Great piece. I’m a working class kid from the south and integration is just a given. We were all down there at the bottom together. Having lived long enough to become, for a time, a professional class liberal in the north, there’s just a lot less hanging out comfortably with people of other races in that milieu. To the extent that it happens, it’s mostly not with black people.
I actually think the liberal race obsession makes hanging out with black people, in particular, more fraught. Having to worry about stepping on various mines, things like “cultural appropriation”, makes it less likely that people of different races will simply chill together.

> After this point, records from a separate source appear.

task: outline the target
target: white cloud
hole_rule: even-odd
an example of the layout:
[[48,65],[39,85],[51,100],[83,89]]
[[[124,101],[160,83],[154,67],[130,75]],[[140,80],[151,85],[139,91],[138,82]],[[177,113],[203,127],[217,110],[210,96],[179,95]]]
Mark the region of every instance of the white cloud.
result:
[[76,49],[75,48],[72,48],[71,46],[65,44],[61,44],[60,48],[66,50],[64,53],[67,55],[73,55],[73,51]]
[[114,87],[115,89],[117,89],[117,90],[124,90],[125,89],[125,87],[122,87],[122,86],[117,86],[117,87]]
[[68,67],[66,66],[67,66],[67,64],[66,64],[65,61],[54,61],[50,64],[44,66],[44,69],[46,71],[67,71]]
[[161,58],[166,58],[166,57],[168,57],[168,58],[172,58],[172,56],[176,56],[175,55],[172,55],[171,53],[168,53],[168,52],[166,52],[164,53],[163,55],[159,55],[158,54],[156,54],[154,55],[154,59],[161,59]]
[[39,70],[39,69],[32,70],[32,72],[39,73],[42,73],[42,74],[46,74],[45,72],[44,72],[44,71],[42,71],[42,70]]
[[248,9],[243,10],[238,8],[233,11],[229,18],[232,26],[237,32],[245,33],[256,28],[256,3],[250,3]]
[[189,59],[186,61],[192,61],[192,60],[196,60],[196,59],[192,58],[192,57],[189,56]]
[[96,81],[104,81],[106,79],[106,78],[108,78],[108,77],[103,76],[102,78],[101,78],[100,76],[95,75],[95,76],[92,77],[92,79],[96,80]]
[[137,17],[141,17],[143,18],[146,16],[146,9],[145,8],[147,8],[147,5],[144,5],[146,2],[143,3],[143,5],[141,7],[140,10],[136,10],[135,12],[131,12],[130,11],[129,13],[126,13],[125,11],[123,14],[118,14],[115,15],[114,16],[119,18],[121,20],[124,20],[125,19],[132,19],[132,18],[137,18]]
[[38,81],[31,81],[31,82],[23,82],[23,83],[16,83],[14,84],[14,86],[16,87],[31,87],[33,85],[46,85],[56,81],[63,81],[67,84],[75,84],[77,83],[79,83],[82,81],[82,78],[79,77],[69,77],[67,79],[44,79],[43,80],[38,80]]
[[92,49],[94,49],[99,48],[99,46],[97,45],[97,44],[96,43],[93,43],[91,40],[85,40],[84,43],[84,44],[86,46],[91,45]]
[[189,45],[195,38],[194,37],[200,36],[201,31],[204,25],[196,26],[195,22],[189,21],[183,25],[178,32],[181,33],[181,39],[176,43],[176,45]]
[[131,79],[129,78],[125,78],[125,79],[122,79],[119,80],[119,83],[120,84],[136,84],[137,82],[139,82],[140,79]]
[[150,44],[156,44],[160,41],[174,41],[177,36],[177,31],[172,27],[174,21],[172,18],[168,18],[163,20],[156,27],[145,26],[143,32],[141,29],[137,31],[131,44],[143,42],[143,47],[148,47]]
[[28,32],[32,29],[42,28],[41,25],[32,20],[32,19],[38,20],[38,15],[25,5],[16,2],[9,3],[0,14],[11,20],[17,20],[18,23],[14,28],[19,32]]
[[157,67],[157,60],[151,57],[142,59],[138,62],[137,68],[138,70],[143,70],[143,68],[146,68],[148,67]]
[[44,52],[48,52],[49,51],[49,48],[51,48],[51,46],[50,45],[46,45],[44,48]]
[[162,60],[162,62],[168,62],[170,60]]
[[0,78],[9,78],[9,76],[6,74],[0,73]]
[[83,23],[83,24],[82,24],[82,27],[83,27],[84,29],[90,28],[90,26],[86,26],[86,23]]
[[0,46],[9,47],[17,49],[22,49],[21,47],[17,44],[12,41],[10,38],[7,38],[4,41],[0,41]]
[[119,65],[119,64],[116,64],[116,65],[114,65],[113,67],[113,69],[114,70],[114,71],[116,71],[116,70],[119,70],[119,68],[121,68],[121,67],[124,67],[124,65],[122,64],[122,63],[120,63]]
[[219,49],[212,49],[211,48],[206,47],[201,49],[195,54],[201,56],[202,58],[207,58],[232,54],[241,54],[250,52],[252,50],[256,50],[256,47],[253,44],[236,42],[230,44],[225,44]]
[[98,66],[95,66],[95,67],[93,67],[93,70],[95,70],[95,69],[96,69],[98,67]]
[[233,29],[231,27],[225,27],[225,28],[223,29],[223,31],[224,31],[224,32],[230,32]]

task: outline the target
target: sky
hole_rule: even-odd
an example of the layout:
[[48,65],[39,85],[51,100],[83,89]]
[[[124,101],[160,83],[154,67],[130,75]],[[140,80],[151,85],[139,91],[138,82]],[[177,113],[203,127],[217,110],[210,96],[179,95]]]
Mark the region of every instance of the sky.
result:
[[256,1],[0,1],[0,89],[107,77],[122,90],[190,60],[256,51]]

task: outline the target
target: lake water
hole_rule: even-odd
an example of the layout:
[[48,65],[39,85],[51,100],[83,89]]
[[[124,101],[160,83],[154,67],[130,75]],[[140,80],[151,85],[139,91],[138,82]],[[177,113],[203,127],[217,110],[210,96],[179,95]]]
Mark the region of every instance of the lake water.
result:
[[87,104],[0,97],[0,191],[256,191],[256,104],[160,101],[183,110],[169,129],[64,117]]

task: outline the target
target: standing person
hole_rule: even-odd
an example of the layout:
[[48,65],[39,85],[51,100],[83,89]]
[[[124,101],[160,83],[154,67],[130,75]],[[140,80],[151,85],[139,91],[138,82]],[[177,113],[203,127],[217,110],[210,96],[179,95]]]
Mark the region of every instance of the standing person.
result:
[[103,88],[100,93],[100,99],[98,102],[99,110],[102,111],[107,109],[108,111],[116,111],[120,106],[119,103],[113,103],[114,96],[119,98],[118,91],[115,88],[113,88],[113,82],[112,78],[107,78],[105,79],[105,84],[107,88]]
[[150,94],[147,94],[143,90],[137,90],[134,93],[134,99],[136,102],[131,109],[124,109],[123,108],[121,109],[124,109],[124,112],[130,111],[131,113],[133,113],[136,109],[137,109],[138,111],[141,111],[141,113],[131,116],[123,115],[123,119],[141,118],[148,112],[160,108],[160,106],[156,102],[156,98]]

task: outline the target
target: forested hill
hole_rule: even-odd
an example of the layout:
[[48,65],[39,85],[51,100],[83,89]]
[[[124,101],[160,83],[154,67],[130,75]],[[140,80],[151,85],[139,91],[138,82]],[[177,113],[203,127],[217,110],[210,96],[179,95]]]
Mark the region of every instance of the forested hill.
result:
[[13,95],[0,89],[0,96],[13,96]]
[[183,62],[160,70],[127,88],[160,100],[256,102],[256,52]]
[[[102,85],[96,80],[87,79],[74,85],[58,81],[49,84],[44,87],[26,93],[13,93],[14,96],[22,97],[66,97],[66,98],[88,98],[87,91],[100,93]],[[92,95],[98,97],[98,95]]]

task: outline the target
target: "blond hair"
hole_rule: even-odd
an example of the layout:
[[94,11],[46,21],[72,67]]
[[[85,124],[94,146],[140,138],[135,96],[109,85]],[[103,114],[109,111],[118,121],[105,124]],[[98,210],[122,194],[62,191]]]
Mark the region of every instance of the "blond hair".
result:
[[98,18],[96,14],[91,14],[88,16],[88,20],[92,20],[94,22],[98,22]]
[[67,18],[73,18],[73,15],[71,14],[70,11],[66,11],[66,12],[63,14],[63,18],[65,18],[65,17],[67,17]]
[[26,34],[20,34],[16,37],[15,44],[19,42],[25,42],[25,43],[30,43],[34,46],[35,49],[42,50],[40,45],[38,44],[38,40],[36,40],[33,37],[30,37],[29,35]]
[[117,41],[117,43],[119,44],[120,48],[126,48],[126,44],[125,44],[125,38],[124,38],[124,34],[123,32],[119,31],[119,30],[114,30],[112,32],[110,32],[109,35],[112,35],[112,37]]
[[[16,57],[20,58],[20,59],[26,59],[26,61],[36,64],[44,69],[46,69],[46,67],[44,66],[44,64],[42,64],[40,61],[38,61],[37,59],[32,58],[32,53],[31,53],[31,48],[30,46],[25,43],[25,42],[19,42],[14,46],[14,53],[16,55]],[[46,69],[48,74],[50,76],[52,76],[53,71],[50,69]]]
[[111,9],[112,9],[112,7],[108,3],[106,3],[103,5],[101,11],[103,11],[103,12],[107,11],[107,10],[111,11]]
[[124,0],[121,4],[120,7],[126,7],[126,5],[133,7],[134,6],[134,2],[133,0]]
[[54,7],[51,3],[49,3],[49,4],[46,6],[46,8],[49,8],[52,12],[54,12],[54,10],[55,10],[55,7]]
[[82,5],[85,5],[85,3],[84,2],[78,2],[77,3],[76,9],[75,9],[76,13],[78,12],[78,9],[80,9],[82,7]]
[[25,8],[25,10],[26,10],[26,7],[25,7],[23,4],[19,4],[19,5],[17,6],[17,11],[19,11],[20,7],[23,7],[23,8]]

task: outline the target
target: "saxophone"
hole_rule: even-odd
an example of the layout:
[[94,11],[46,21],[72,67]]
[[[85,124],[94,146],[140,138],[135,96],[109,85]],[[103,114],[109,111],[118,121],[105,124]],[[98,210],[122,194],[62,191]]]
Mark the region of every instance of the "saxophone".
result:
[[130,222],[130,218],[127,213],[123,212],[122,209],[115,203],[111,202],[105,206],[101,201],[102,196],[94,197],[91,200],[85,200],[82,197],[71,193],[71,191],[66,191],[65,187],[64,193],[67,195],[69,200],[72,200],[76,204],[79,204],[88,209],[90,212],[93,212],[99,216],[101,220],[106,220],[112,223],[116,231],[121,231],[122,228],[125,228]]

For people who take it to heart; people in the south who ignore that stuff are mostly doing what they’ve always done. But I have found the introduction of all speech and behavior coded, obsessions with privilege and power dynamics, sort of heartbreaking. It isn’t progress, not at all.
I relate to this to a degree. I went to high school in a very diverse Texas suburb. Racial tension was not really a thing, the neighborhoods were quite mixed and there was no large majority group so the salience of race was just not very high.
As an adult I lived and worked in the very segregated city of San Francisco and routinely listened to people make scornful pronouncements about those horrible racists in Texas and how everyone there lives. A few times I described my parents neighborhood and my school, and people didn’t believe me. “You must have been in a really unusual situation.” But, no, I wasn’t.
For certain people this is part of their social status. They learned in history class all about *those states.* They can look down on those states and their people. Actually, it’s a bit like… well, nevermind.